Casket covered with cameos
1630 - 1650.Room 079B
Casket with a rectangular body and hipped flat-topped lid. Rising from a silver gilt base is a framework of gold, according to the 1689 Versailles inventory, with white enamelling. The entire surface is covered with velvet, though the pile is now very worn, on which there are 113 appliqués of cameos and smooth bevelled stones or cabochons, framed by borders of festoons and thorns enamelled in white with touches of black and occasional green or red. The hinges of the lid are adorned with pointed leaf motifs enamelled in white. A similar motif appears on the four small gilt brass balls that support the casket. The interior is lined with pale pink silk.

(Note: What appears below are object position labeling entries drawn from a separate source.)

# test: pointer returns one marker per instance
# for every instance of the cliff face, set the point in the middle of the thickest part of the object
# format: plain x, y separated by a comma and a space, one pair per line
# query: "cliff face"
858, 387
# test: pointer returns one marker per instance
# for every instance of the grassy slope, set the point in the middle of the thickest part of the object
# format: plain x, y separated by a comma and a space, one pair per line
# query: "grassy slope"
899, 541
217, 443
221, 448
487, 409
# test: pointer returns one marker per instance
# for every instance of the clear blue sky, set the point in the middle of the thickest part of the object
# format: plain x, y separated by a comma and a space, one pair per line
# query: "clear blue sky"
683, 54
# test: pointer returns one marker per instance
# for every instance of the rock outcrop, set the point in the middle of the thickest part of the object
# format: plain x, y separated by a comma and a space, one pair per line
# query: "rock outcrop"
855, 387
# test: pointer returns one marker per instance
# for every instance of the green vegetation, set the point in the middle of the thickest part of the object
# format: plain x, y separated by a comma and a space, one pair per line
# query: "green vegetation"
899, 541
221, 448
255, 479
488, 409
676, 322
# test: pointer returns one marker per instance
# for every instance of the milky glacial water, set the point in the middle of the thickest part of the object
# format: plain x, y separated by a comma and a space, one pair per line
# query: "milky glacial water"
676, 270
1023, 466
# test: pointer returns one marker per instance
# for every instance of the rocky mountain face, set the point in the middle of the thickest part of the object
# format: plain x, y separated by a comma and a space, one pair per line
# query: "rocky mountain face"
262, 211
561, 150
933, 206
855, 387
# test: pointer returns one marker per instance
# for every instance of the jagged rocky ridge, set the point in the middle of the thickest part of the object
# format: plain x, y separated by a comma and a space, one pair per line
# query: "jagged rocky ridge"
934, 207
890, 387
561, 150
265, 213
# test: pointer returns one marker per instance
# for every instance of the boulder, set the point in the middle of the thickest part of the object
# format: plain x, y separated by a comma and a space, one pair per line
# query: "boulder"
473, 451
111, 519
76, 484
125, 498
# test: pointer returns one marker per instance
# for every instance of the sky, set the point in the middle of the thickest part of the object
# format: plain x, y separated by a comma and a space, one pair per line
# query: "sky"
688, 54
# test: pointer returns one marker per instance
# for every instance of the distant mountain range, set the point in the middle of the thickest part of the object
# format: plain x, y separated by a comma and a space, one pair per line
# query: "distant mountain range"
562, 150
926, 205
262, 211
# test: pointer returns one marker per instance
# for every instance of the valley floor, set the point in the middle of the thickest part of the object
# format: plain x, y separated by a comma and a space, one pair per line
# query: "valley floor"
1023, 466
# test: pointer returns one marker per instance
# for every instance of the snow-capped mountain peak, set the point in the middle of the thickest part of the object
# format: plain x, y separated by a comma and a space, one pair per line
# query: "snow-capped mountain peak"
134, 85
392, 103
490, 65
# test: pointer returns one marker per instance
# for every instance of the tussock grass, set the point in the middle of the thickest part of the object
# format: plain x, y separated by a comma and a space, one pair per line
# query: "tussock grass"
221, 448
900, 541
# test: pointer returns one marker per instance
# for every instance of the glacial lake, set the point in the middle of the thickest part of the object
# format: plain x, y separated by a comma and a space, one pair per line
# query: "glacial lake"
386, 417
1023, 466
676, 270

The leaves visible on the hinges of the casket follow models derived from the 1626 or 1647 edition of the designs of Baltasar Lemercier, where there are patterns made up of broad leaves alongside pointed ones and rows of beads. As Arbeteta pointed out, they also resemble the engravings of Gédéon L’Egaré’s Liure de Feuilles D’Orfeurerie, published in Paris between 1635 and 1645. These leaves, enamelled in white with the odd touch of black, also appear on the mounts of several vessels in the Prado, O9 being possibly the example closest to the current piece. These specific characteristics of the hinges situate the coffer in the sphere of influence of the Paris school.

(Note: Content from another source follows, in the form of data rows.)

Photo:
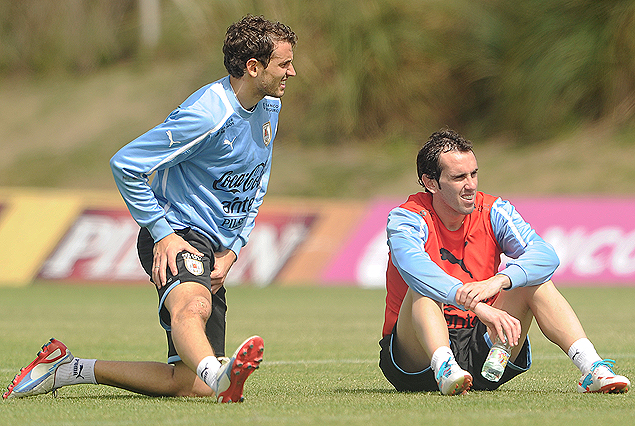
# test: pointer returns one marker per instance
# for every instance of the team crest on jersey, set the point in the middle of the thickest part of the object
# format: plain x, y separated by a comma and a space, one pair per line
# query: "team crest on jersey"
266, 133
193, 264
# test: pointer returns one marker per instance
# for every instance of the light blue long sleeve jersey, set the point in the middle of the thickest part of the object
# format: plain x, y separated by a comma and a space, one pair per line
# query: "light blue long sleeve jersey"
532, 260
211, 161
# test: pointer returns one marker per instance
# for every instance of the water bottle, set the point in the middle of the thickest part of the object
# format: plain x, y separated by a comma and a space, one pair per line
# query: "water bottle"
496, 361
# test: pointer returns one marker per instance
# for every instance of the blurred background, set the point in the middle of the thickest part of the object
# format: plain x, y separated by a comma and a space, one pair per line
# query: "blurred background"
544, 88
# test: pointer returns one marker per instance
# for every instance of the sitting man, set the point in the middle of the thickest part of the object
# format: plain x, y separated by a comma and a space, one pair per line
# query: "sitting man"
444, 304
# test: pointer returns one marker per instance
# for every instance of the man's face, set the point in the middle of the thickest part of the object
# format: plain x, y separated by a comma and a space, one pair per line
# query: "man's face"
458, 182
272, 80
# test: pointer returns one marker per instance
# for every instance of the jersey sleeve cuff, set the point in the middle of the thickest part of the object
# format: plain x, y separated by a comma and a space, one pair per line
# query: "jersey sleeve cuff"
516, 275
160, 229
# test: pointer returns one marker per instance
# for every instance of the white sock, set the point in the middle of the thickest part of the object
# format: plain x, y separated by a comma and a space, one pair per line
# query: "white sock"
442, 354
583, 354
78, 371
207, 369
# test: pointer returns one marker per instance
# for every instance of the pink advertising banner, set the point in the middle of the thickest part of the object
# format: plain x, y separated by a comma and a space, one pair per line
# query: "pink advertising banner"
594, 239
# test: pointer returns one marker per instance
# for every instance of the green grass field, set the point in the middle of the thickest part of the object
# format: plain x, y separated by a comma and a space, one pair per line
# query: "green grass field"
320, 363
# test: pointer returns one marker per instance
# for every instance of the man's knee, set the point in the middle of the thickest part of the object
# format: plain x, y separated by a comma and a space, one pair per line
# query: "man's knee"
198, 307
189, 301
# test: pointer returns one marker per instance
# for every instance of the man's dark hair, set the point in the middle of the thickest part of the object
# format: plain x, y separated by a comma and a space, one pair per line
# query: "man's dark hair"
253, 37
445, 140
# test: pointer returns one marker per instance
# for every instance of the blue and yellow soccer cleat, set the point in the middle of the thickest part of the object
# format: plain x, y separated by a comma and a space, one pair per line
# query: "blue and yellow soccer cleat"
231, 377
602, 379
39, 376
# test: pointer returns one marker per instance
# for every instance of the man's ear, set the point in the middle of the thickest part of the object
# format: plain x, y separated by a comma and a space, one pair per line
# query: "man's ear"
252, 67
430, 184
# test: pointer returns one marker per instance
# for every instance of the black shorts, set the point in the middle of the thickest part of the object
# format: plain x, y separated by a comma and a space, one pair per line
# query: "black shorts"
191, 269
470, 347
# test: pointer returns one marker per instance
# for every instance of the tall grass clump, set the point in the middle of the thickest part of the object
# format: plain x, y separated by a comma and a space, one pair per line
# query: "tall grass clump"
374, 69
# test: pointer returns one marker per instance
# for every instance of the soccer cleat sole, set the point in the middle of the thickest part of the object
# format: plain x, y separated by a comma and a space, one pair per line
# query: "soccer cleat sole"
618, 387
48, 355
246, 360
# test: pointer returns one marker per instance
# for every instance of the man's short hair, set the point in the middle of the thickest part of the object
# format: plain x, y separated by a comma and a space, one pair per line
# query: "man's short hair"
444, 140
253, 37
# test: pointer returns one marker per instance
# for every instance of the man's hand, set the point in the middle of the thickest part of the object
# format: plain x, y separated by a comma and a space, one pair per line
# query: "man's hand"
470, 294
507, 327
223, 262
165, 251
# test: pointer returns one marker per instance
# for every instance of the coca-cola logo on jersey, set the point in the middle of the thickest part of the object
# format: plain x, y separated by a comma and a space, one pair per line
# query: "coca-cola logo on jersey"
240, 182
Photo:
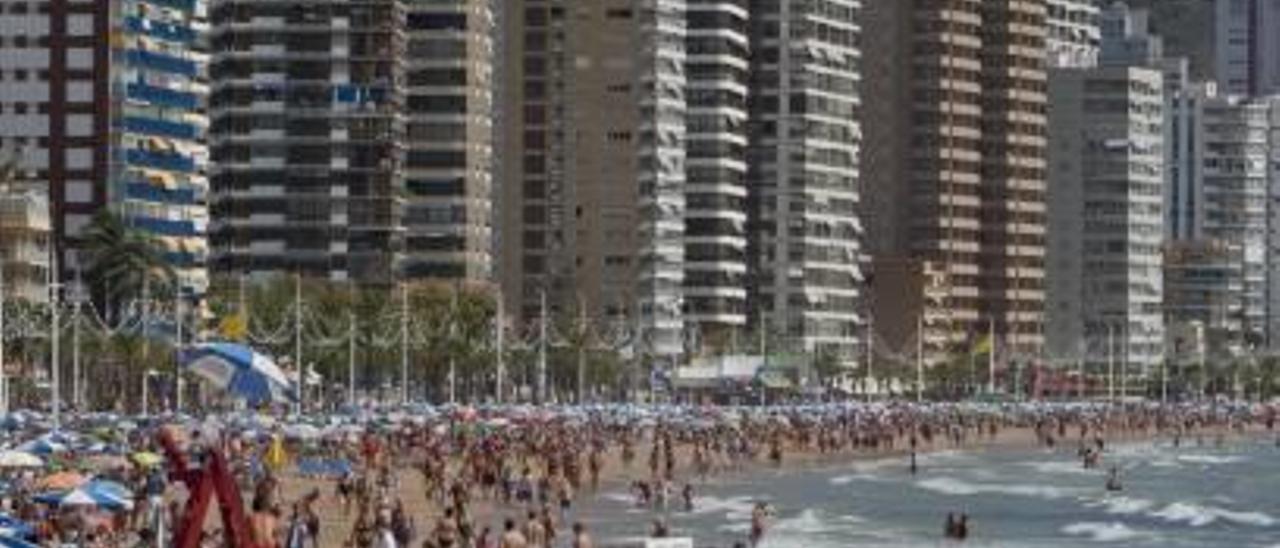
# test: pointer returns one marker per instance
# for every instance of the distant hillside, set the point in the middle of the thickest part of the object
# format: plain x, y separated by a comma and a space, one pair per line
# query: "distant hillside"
1187, 27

The most outstanding of the cameos are the following: On the front (trapezoidal and rectangular planes of the front of the casket), besides the children’s heads in amethyst, are the bust of a Roman emperor, identified in 1776 as Hadrian, with a laurel wreath and a Gorgon on the cloak across his breast; another of Alexander the Great; and a large portrait of Francis I in court dress. The bust of a woman with a ribbon in her hair could be Roman. On the rear is an agate cameo that represents the phoenix re-emerging from its ashes in the sunlight, a possible emblem or device. It resembles another with a different interpretation in the National Library in Paris. On the left-hand side, besides the habitual mythological scenes found all over the casket, is a portrait of St Charles Borromeo, archbishop of Milan, with his characteristic profile. On the right-hand side are two large cameos, one with the head of a woman whose hair falls in long curled tresses, and the other regarded by Gennaioli as ancient and extremely rare, and identified by that scholar as Isis suckling Horus. The centre of the top of the lid is occupied by another large agate cameo, considered by Angulo to be the finest in the entire Dauphin’s Treasure. It shows a woman looking to the right, with minutely rendered hair and a laurel wreath.
The state of the work in the 19th century can be seen through the photography of Juan Laurent y Minier, "Vase agate sardoine, montures d’or avec émaux et pierreries, XVIe siècle, règne de Henri II", c. 1879, Museo del Prado, HF0835/5.